Progress Update 6/25/16

Yesterday, I failed to write. Consequently, I broke a nice little 10 day streak that I had going. The picture shows my progress on the Commit app. (The white lines are days I wrote. As you can see, my consistency has been spotty.)

I’m happy that I’ve been writing most days, but I want to get my consistency back up. I’m reading an excellent book right now, The War of Art, by Steven Pressfield. It’s about the struggle of creatives to stay consistent in their work.  

I’m not finished with the book, but my chief take-away at this point is that we can very easily sabotage creative efforts like writing. Pressfield illustrates a range of excuses that we use to avoid the actual work. I’m changing my perspective on a couple of issues as a result of this book. More on that in a future post. 

On a different note, I’m taking a break from my college teaching for the summer. This will give me more time to work on my book project and some other content for Beyond the Blinking Cursor. Stay tuned! 

Progress Update 3/1/16

March 1st was the target for releasing my book on writing process. Unfortunately, it's not ready yet. 

If I hadn't set my target, I wouldn't have made the progress I did. While I need to push back my release date, I'm glad I had an aggressive target. I made better progress as a result. 

Tentatively, I'm setting my new target for April 1st. I continue to revise the draft. Revising is hard! I like drafting much more. Still, I continue to plug away at it. 

Thanks to those who have encouraged me in my progress. I look forward to hearing your feedback when the book is complete!

Progress Update 2/23/16

The Value of Distance

This week, I’m reminded of the value of distancing myself from my writing. 

I don’t mean giving up on writing; I mean setting aside a specific project for a certain amount of time. This is a technique I hadn’t used in a long time, and I’d forgotten how valuable it is.

At the end of January, I finished the first draft of my book on the writing process. I had planned to immediately do a second draft. Instead, my whole family got sick, and my schedule went up in flames. I didn’t touch the book project for two weeks. 

For the most part, I stayed consistent with my daily writing routine. (I missed three days.) My writing focused on other projects, however, and the book project sat idle. At first, I was upset about this. Later, I realized that this was a good thing.

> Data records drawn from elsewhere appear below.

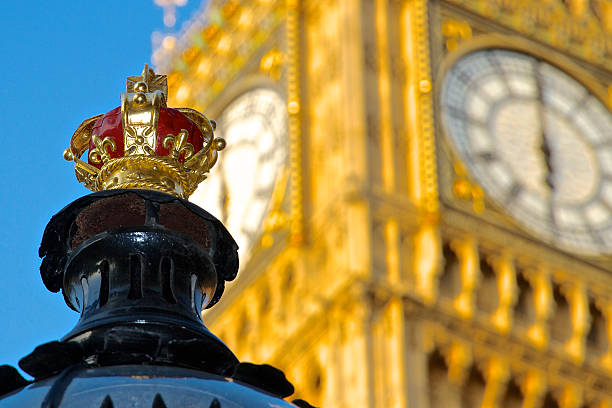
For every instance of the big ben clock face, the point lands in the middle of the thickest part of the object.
(537, 141)
(240, 186)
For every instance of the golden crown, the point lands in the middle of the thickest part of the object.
(143, 144)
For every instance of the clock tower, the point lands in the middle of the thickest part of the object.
(422, 194)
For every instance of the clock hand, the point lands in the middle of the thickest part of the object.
(545, 144)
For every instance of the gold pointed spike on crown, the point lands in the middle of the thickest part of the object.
(143, 144)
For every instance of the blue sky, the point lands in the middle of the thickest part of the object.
(60, 66)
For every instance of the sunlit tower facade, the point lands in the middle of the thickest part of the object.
(425, 214)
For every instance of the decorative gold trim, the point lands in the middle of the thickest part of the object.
(294, 123)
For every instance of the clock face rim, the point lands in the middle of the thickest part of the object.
(224, 109)
(495, 42)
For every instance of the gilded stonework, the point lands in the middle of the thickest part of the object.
(385, 275)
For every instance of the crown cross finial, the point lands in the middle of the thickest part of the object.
(144, 144)
(148, 81)
(178, 145)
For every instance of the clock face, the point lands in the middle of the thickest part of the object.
(239, 187)
(537, 141)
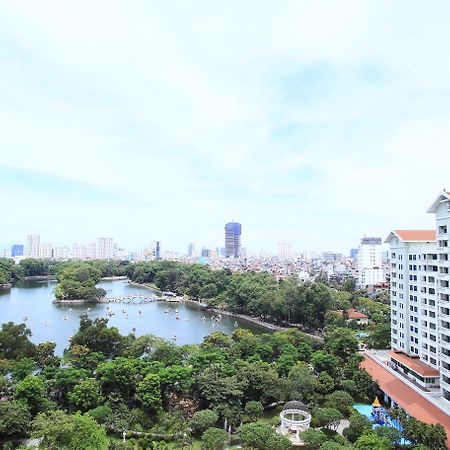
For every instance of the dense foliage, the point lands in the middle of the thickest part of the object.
(77, 281)
(158, 392)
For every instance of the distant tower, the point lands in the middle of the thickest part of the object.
(33, 245)
(233, 240)
(46, 251)
(105, 248)
(156, 249)
(285, 251)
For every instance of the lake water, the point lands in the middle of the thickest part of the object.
(34, 300)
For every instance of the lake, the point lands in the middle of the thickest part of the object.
(33, 301)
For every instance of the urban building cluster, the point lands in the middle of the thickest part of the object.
(103, 248)
(367, 264)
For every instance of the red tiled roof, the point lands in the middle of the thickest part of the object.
(414, 364)
(417, 235)
(353, 314)
(412, 402)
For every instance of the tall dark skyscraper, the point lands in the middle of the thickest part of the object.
(233, 240)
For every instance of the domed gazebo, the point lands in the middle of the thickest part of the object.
(294, 418)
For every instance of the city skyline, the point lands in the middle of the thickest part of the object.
(315, 133)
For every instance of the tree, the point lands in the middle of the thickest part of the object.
(203, 419)
(313, 438)
(15, 419)
(327, 417)
(213, 439)
(300, 383)
(331, 445)
(61, 431)
(97, 337)
(45, 354)
(390, 433)
(149, 392)
(433, 436)
(324, 383)
(254, 410)
(324, 362)
(31, 390)
(260, 436)
(380, 337)
(340, 400)
(218, 388)
(14, 342)
(371, 441)
(341, 342)
(86, 395)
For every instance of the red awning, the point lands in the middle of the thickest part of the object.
(412, 402)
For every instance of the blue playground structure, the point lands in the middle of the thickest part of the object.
(378, 415)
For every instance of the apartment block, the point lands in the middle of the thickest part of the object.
(420, 301)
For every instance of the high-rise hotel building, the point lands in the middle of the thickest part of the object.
(420, 301)
(370, 271)
(33, 246)
(233, 240)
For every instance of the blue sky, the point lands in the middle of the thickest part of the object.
(314, 122)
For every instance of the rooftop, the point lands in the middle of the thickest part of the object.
(407, 398)
(354, 314)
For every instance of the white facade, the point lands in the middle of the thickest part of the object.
(370, 271)
(420, 293)
(91, 251)
(33, 246)
(105, 248)
(61, 253)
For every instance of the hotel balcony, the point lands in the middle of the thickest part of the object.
(444, 357)
(444, 371)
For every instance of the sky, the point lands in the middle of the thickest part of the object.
(312, 122)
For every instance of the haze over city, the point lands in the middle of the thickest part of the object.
(305, 122)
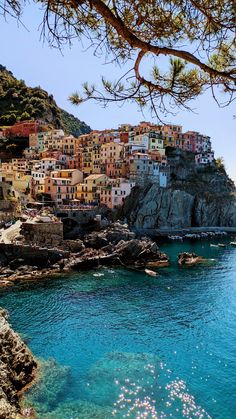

When I went back to my book draft, I’d gained valuable distance from the project. The intervening time between finishing the first draft and starting the second had blessed me with perspective. I could see problems that I couldn’t see before. I could also sense what I’d done well. Again, this is one of those techniques that I’ve known for years, but I’d forgotten how powerful it is. 

So while I’m upset that my routine was disrupted, I’m happy about the objectivity I gained with regard to my book. Going forward, I’d like to integrate this technique of taking a break from projects more consistently.